Pepsi ad's failure may turn out to be teachable moment, local educators say

SEATTLE -- It’s an ad for soda that didn’t just fizzle out, it fell flat.

Pepsi is facing major social media backlash after releasing an ad using protest imagery to market their drink. The company on Wednesday pulled the ad, which featured model Kendall Jenner.

 

Now, local teachers and activists say the ad’s failure may actually turn out to be a teachable moment. Running just over two minutes, the ad shows Jenner leaving a photo shoot, grabbing a Pepsi and joining a protest. She then hands the Pepsi to a police officer and the crowd cheers.

The ad generated some major social media backwash for using protest imagery to market the soft drink. After pulling the ad, Pepsi apologized in a statement saying:

“Pepsi was trying to project a global message of unity, peace and understanding. Clearly we missed the mark, and we apologize. We did not intend to make light of any serious issue. We are removing the content and halting any further rollout.”



Pepsi also apologized to Jenner for putting her “in this position.”

“I think Pepsi crossed a line this time. I think it went from beyond obnoxious to really offensive," says Jesse Hagopian, a social studies teacher at Seattle's Garfield High School.

He thinks the ad’s failure is a teachable moment, not just for his students but the country.

“As somebody who’s been part of these social movements, as someone who has actually been pepper-sprayed by the police on Martin Luther King Day, I can tell you that handing a cop a Pepsi has nothing to do with what it takes to create real social change,” says Hagopian.
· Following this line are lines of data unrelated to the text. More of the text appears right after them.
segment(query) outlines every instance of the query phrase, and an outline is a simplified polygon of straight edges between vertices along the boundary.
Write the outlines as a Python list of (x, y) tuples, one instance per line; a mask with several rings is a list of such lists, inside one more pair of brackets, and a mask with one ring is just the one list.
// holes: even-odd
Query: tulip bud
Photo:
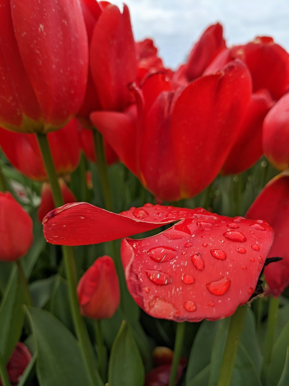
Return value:
[(77, 288), (81, 312), (92, 319), (111, 318), (119, 303), (118, 278), (113, 261), (99, 257), (81, 278)]
[(0, 192), (0, 260), (24, 256), (33, 240), (32, 220), (8, 192)]

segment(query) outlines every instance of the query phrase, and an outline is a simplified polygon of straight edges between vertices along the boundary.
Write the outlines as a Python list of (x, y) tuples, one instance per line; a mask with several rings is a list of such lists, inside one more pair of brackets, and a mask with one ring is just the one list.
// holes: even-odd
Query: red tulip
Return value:
[(138, 108), (97, 112), (91, 119), (120, 159), (157, 196), (192, 197), (219, 172), (246, 110), (251, 82), (237, 61), (223, 71), (178, 87), (148, 77), (133, 93)]
[(44, 232), (52, 244), (94, 244), (179, 220), (156, 235), (123, 240), (131, 296), (155, 317), (197, 322), (232, 315), (255, 288), (273, 242), (267, 223), (151, 204), (118, 215), (78, 203), (49, 213)]
[(80, 279), (77, 291), (83, 315), (92, 319), (111, 318), (118, 307), (120, 296), (111, 257), (97, 259)]
[(1, 0), (0, 124), (47, 132), (79, 109), (88, 43), (79, 0)]
[(14, 261), (31, 246), (32, 220), (8, 192), (0, 192), (0, 260)]
[(289, 94), (286, 94), (270, 111), (263, 126), (264, 154), (276, 169), (289, 165)]
[[(7, 365), (7, 371), (12, 386), (18, 384), (19, 378), (32, 358), (26, 346), (18, 342)], [(0, 386), (2, 383), (0, 379)]]
[(274, 227), (275, 237), (268, 257), (282, 260), (264, 270), (266, 281), (276, 297), (289, 285), (289, 176), (281, 174), (266, 185), (246, 214), (247, 217), (264, 218)]
[[(47, 136), (57, 174), (71, 173), (77, 167), (80, 155), (76, 120)], [(47, 179), (35, 135), (0, 128), (0, 146), (13, 166), (25, 175), (37, 181)]]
Hagopian says last year he received a $100,000 settlement from the city of Seattle after a camera captured the moment a Seattle police officer pepper-sprayed him during a Martin Luther King Jr. Day rally on Jan. 19, 2015. On Wednesday, he tweeted out that video, saying, "If only Kendall was there with a Pepsi before this happened to me."

Nathan Hale student teacher Tess Williams says she found the ad in poor taste, as well.

“There’s a lot of misperceptions about activism, especially when you have students who, this is the time in their life when they are being active in the Black Lives Matter movement. To kind of trivialize it like that is really degrading and puts the hard work of so many people to shame,” says Williams.